My own implementation of Temporal Memory

I am implementing a simpler model of Temporal Memory as a protocol, for testing. I am hoping for some feedback.

Changes:

  • I have not implemented Spatial Pooler. Just temporal memory where each column is assigned (by me) to represent a particular item.
  • It has only 5-6 columns and 20 cells per column.
  • No segments.
  • Threshold is 1, for distal connections. So only one connecting cell needs to be on to put the next cell in predictive state.

Otherwise, there is permanence and weights. A weight is connected if the permanence goes beyond a threshold.

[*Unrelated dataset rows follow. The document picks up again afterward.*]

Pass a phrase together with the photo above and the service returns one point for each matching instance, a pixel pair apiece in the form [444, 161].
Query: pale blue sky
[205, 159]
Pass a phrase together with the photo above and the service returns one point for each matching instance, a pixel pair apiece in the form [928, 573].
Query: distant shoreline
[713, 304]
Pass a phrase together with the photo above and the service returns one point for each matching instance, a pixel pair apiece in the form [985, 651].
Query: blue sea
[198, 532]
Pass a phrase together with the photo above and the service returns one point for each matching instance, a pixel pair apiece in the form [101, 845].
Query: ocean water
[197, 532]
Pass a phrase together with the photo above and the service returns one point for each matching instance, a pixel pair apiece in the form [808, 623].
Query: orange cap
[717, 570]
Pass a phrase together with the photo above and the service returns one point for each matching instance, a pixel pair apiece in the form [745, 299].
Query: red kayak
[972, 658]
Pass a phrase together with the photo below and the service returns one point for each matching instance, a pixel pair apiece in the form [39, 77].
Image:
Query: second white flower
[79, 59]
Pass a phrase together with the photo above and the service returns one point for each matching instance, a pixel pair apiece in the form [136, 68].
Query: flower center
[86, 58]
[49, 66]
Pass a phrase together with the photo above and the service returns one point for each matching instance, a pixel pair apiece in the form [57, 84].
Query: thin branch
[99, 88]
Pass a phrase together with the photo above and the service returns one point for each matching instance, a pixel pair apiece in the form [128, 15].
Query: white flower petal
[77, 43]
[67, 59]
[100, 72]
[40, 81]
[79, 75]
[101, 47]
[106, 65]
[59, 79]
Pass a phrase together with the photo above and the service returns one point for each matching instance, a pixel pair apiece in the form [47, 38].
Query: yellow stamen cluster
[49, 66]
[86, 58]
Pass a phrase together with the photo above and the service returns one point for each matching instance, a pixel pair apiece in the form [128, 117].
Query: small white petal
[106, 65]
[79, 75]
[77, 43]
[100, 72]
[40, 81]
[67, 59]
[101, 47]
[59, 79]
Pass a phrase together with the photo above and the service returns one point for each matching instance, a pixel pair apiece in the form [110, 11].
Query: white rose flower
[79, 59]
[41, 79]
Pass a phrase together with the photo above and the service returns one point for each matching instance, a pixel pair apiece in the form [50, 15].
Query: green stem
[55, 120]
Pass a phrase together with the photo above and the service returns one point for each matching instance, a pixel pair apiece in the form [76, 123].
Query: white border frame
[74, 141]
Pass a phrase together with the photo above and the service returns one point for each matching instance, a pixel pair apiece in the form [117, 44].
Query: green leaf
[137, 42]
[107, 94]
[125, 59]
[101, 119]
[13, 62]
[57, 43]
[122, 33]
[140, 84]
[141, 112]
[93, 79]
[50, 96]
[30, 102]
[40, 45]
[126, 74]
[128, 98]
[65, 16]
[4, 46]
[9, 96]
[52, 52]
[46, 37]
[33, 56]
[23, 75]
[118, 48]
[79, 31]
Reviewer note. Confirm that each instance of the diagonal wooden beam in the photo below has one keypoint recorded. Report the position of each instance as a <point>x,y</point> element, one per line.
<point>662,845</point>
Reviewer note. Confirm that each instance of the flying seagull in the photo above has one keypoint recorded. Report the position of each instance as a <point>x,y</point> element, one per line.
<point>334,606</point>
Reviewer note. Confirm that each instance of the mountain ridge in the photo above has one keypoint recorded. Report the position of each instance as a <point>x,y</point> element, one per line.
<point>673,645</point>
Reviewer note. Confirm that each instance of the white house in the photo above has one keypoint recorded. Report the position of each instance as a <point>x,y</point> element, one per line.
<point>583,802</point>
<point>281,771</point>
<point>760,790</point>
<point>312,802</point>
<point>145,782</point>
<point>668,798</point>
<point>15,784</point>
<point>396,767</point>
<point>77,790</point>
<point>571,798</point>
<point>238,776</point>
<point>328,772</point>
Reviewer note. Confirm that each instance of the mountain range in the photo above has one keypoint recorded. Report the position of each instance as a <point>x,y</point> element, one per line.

Question 1: Would this work? Do you see a fundamental problem with this simple system?

There is a decision to be made: when the presynaptic neuron fires, and there is no predictive cell, all neurons in the postsynaptic column fire. How to choose the postsynaptic neuron to be potentiated? When there is a segment, the cell with the most active segment is chosen.

I have implemented this as follows:

  1. Choose the cell with the highest weight between pre- and post- synaptic neuron.
  2. If the connection is already established (permanence is above threshold) between pre- and post- cell, then strengthen the permanence further. Else,
  3. If the cell (pre- or post- synaptic) is used in some other connection (weights are already connected), then remove it, and go to the step 1.
  4. If cell is not used, then strengthen connection between pre- and post- cells.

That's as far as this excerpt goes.